Fraud Filter is a free Shopify app, and is the app we use to help accomplish the above goals. There are other Shopify apps for this, but most of the others amount to nothing more than an insurance policy, where (for a fee) they guarantee the transaction even if the transaction is otherwise fraudulent. In contrast, the Fraud Filter app actually stops the transaction from happening in the first place, and it is our preferred app for that.
With Fraud Filter, you first specify “trigger” conditions. Then when a customer tries to check out, if they match any of the trigger conditions, the app will automatically cancel the order and refund their money. It is done automatically, with no human intervention.
When we create “trigger” conditions, we also document *why* each trigger was set up. We keep the *why* private— it is only known to our customer service. Here are our “trigger” conditions that we use, and have used for about 15 years (before we used Shopify, we had our own software that had even more sophisticated blocking capabilities than we have with Shopify):
If a package is returned to us as “undeliverable”, that particular SHIP TO address is automatically blocked. Why ship again to an address that is “undeliverable”?

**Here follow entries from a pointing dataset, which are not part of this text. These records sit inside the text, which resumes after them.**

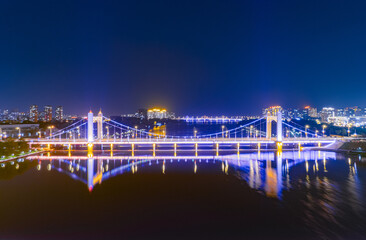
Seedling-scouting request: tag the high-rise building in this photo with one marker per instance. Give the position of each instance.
(158, 113)
(33, 113)
(141, 113)
(310, 112)
(59, 113)
(47, 113)
(326, 113)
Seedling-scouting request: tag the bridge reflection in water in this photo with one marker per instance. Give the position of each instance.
(267, 172)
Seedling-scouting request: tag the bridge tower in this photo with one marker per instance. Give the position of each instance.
(274, 114)
(90, 127)
(100, 125)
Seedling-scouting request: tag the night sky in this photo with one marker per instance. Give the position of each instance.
(192, 57)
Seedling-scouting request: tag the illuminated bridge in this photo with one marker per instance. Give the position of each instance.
(255, 134)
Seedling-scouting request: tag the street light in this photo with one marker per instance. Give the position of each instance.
(306, 131)
(18, 128)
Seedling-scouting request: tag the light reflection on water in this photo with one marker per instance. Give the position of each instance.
(324, 188)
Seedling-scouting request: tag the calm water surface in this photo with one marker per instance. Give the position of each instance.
(267, 195)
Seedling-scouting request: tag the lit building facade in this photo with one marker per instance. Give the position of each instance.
(159, 113)
(47, 113)
(33, 113)
(326, 113)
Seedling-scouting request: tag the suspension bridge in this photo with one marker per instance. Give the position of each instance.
(101, 130)
(93, 170)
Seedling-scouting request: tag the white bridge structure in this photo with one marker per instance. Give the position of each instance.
(100, 130)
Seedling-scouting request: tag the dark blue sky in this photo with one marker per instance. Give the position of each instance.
(213, 57)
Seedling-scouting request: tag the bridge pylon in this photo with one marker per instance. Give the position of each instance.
(100, 125)
(90, 127)
(274, 114)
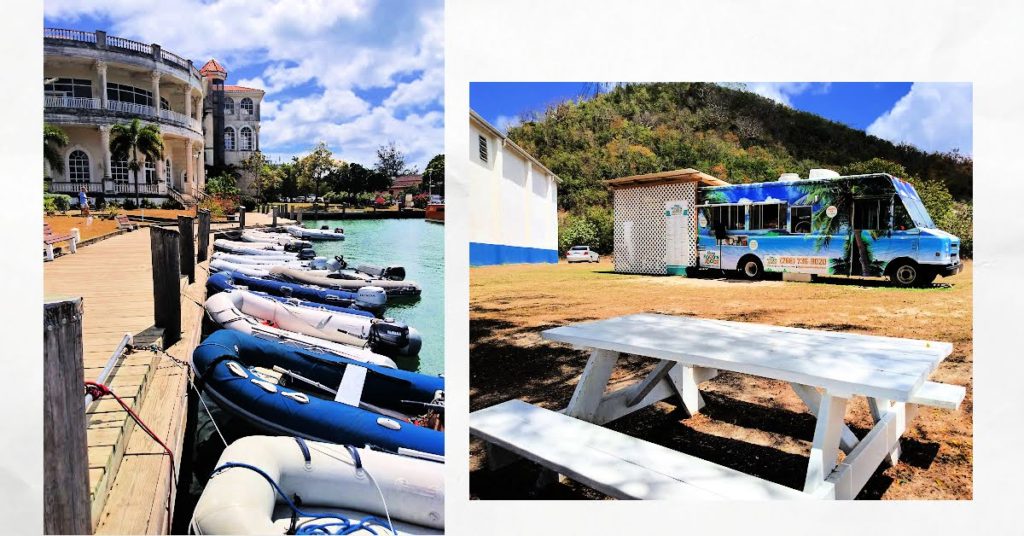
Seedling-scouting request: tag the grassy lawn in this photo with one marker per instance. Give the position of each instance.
(750, 423)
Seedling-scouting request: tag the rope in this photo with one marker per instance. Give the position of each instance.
(98, 390)
(347, 527)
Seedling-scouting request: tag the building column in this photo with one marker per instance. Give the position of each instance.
(156, 92)
(101, 73)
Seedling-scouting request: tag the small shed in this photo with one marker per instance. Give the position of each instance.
(655, 220)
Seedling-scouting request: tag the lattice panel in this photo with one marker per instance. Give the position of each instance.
(640, 215)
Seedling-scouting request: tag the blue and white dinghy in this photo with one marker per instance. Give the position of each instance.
(344, 491)
(321, 397)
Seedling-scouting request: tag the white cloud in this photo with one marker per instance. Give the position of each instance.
(782, 91)
(931, 117)
(333, 49)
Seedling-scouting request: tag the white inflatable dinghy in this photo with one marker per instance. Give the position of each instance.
(253, 487)
(270, 320)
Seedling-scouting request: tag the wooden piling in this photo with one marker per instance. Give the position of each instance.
(66, 467)
(204, 235)
(164, 244)
(186, 248)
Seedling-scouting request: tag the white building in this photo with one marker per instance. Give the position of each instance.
(93, 81)
(513, 201)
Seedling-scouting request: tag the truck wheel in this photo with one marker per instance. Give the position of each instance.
(908, 274)
(751, 269)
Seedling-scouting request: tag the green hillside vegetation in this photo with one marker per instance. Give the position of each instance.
(732, 134)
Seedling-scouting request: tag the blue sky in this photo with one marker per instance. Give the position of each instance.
(355, 74)
(930, 116)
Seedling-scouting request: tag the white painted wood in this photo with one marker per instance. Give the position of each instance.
(939, 395)
(350, 388)
(614, 463)
(851, 476)
(824, 448)
(812, 399)
(590, 389)
(881, 367)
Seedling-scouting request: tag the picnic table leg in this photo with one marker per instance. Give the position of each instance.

If a customer bounces a payment, that customer is automatically blocked. It is not reasonable to expect any company to ship out free stuff and not get paid. Furthermore, Shopify charges us a $15 “bounced payment” fee when that happens. A bounced payment will *always* result in some kind of action on our side. Policy allows for either the Customer Service Manager, or our Executive Management, to lift the block.
If someone even casually threatens legal action against us for any reason, an automatic block goes in place. This block will require Executive Management review (and when necessary, legal review by our attorney) before it is lifted.
More than 15 years ago I made the decision that if anyone disparages one of my employees, an automatic block would go in place, pending an Executive Management review. Our current policy is that after the review, if Executive Management deems that the disparagement was justified, the employee will get terminated and the block removed (and this has not happened yet, and I hope never does). Otherwise the policy is that the block will stay in place, unless there are strategic legal reasons to do differently, or the employee that was disparaged allows it to be lifted. This is a case when I almost always will put the power in that employee’s hands to decide, regardless of who that employee is.
Aside from the Fraud Filter blocks discussed above, you need to think about Social Media blocks. I generally discourage anyone from blocking people on their social media. If people are going to talk dirt about you, you want them to do it where you can see it, if at all possible. If you block them, they will just do it somewhere else, so there’s often no point to the block. The “dirt” talk will still happen, PLUS you run the risk of alienating a lot of bystanders with the block. So I discourage it.
Although we have placed many different blocks on our website, I have personally only placed ONE block on our Facebook page, and even that block was mandated to me by our attorney. I do, however, have an employee that is charged with watching our social media, and she has complete discretion to make whatever decisions she wishes, and I almost never question her about it. I trust my employees.
Those are our internal policies, together with the “how” and the “why” for them. These policies have been in place for about 15 years— most of the history of our company. Hopefully it will get you thinking about what you might want to do in your particular case.
I wish all the readers the greatest success possible throughout the year, and look forward to seeing as many of you as possible at Rose 2020 in June.